Wróciłam do lektury po latach, bo na półce już czekał zbiór opowiadań na motywach „Balladyny” napisanych przez 8 polskich autorów.
Przeniosłam się na kilka godzin w pradzieje, trochę do baśniowej krainy, przypomniałam sobie ( a może odkryłam) jak mądre i uniwersalne to dzieło, tajemnicze, trochę szekspirowskie, ponadczasowe. Czytanie „Balladyny” po latach, szczególnie przed lekturą wariacji na ten temat to dla mnie mądre posunięcie.
Nie będę tu oceniać wieszcza Słowackiego, ani nie pokuszę się o analizę dramatu, czy opinię, bo uczyniło to mnóstwo osób przede mną. Pozwolę sobie tylko na takie spostrzeżenie.

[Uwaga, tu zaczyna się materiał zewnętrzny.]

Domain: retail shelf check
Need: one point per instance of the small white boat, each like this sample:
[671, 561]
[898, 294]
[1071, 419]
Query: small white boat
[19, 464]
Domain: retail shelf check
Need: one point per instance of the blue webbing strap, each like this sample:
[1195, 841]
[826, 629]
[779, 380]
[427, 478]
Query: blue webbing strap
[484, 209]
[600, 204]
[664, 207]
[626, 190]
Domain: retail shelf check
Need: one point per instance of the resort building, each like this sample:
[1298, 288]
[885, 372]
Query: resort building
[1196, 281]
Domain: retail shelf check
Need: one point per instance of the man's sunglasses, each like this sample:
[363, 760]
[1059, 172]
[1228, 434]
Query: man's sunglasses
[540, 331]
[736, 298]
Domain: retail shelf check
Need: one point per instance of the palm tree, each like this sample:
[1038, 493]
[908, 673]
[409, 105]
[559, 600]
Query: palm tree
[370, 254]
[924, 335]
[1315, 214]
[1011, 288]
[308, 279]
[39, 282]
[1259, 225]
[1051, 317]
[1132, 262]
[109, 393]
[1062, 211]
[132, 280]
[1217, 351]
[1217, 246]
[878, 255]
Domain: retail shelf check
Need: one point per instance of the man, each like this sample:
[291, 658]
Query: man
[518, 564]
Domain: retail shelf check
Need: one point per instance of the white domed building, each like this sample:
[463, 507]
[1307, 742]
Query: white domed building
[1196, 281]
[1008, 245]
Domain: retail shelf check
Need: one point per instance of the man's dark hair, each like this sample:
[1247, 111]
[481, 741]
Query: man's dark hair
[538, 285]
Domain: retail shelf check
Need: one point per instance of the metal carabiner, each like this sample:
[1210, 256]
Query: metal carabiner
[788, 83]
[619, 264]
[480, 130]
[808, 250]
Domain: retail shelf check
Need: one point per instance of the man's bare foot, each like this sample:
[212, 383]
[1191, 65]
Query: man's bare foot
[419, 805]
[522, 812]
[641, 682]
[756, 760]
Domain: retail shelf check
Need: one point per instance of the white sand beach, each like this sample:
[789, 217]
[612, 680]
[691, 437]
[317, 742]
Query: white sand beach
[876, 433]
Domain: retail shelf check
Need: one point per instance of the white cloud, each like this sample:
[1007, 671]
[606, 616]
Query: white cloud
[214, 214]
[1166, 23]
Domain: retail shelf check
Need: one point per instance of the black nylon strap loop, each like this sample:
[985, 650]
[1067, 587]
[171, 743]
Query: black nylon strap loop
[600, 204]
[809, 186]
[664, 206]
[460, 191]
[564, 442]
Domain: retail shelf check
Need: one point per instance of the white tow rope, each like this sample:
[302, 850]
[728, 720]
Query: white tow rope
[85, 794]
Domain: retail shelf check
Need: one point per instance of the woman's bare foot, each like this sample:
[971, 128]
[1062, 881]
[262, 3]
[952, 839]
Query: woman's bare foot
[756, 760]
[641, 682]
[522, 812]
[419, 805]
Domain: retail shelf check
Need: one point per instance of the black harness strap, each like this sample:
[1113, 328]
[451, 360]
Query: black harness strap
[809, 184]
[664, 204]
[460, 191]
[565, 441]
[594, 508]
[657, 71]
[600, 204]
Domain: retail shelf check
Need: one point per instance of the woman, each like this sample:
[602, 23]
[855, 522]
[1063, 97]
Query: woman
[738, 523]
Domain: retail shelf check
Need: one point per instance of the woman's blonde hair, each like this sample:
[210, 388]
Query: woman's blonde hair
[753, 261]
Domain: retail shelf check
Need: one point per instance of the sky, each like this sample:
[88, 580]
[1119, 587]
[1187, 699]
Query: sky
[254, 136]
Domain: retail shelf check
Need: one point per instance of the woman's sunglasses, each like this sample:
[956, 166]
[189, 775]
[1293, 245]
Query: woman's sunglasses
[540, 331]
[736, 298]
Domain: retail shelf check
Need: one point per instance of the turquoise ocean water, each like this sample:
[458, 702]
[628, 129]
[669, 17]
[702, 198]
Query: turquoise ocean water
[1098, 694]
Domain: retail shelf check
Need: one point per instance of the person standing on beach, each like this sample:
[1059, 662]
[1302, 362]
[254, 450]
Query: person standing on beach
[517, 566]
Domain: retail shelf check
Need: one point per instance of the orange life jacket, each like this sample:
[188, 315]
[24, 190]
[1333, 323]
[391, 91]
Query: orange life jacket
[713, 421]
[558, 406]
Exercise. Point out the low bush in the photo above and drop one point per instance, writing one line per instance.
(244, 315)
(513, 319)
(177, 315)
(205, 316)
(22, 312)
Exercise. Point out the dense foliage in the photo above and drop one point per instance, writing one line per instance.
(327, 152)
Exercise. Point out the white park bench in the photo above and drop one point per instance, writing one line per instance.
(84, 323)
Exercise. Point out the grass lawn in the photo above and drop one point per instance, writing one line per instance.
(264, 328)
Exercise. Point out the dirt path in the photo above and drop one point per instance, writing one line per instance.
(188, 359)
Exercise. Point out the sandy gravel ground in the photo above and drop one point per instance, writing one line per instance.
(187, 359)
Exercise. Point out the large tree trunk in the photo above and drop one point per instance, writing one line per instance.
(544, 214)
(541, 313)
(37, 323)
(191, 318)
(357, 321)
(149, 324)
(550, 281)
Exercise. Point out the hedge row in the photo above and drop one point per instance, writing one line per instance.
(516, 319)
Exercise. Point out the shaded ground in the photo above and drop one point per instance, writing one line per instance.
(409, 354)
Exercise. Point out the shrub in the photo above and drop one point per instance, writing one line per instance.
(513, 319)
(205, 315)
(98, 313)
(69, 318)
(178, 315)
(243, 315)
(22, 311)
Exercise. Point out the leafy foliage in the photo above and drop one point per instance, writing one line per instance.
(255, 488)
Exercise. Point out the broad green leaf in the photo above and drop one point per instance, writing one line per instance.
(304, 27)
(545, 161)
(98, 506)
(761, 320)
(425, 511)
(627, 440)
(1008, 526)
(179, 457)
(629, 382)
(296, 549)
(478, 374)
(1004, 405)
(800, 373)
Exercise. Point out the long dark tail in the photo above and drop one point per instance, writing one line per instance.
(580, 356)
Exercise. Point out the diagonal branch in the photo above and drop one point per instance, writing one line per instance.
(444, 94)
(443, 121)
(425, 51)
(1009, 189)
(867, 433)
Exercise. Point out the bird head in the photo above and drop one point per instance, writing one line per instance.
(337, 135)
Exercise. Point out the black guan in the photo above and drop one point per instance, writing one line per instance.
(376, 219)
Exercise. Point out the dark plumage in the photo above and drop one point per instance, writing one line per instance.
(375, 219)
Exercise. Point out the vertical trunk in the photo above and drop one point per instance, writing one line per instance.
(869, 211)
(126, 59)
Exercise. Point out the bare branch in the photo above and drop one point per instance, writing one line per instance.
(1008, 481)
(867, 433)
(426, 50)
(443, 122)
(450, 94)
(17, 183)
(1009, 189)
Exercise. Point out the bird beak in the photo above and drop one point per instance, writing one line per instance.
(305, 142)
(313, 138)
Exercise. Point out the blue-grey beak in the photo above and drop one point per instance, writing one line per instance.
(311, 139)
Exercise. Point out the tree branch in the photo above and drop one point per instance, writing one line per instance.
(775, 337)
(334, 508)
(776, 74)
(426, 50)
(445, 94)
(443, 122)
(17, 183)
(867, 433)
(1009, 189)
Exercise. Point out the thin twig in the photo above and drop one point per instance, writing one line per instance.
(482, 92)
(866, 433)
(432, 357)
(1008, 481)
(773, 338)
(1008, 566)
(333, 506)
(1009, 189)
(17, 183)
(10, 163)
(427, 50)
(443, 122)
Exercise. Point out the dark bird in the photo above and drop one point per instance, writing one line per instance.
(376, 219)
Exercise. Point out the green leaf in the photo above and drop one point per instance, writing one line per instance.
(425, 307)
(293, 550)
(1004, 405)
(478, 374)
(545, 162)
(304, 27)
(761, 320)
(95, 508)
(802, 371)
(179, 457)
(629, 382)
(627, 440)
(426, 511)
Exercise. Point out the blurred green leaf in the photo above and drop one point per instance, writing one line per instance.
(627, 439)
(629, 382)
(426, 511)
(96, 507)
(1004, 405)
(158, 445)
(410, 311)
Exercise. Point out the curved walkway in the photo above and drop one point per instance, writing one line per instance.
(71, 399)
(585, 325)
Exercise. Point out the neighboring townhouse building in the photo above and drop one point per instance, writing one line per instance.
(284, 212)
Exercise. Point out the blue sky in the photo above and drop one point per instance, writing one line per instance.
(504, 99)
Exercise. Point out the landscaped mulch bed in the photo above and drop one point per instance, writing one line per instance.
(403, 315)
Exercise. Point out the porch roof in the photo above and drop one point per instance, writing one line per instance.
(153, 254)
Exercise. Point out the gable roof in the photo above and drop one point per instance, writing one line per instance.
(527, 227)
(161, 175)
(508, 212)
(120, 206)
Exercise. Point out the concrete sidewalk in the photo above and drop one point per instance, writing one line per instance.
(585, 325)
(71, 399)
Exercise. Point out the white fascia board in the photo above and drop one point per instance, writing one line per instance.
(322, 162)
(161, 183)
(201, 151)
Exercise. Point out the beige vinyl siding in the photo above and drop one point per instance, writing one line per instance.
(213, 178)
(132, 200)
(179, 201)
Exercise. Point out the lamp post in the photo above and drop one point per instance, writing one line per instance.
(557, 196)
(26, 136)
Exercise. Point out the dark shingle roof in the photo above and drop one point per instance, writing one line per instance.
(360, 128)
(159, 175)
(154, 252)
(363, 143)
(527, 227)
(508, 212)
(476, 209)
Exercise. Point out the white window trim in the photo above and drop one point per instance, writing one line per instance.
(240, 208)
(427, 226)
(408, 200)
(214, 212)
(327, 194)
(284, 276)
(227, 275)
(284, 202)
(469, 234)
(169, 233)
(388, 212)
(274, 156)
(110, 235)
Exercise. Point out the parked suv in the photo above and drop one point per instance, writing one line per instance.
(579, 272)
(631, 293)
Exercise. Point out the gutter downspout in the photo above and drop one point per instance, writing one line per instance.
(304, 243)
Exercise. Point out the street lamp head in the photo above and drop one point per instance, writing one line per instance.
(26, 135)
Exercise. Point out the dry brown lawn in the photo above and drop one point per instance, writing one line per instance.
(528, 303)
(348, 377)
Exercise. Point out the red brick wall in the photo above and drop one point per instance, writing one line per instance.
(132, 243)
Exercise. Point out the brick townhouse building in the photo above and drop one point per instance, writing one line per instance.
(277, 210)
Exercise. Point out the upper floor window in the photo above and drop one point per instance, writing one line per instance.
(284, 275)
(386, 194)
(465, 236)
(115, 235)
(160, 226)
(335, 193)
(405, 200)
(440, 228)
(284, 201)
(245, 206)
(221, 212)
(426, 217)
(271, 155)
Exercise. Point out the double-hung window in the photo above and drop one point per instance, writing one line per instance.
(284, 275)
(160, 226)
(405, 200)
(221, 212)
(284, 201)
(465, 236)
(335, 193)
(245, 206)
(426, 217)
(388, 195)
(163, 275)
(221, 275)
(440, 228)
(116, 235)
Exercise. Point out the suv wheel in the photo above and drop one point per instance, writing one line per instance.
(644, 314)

„Balladyny” wysłuchałam na YT, a potem poczytałam sobie komentarze pod nagraniem. Pisze kilkuset zniechęconych, załamanych lekturą i przysypiających uczniów, którzy w nieszczęściu konieczności słuchania łączą się ze sobą w bólu i pozostawiają wpisami ślad dla potomnych. Muszą słuchać, bo jutro klasówka, trzeba napisać wypracowanie… Nie są w stanie przezwyciężyć niechęci do książki i znudzenia, nie rozumieją anachronicznego języka i poetyki dramatu. Jeśli cokolwiek jest w stanie ich na chwilę ożywić, to nagłe zwroty akcji i zbrodnie, których w „Balladynie” na szczęście niemało. Rozumiem ich doskonale, ja też kilkadziesiąt lat temu nie byłam zachwycona. Teraz jestem, ale dopiero z pozycji dorosłego człowieka. Myślę sobie, że to nie jest lektura dla 13-14 latków, tę granicę wieku należałoby przesunąć choć o kilka lat. W tym wieku mogą całkowicie zniechęcić się do czytania, kilka lat później lektura sprawiłaby im przyjemność, jest taka szansa. Poza tym najlepszym miejscem dla dramatu jest jednak scena. I dobrzy aktorzy.
Z ciekawością biorę się za wariację na temat Balladyny, a właściwie za osiem Balladyn we współczenej wersji. Jestem przygotowana u źródła.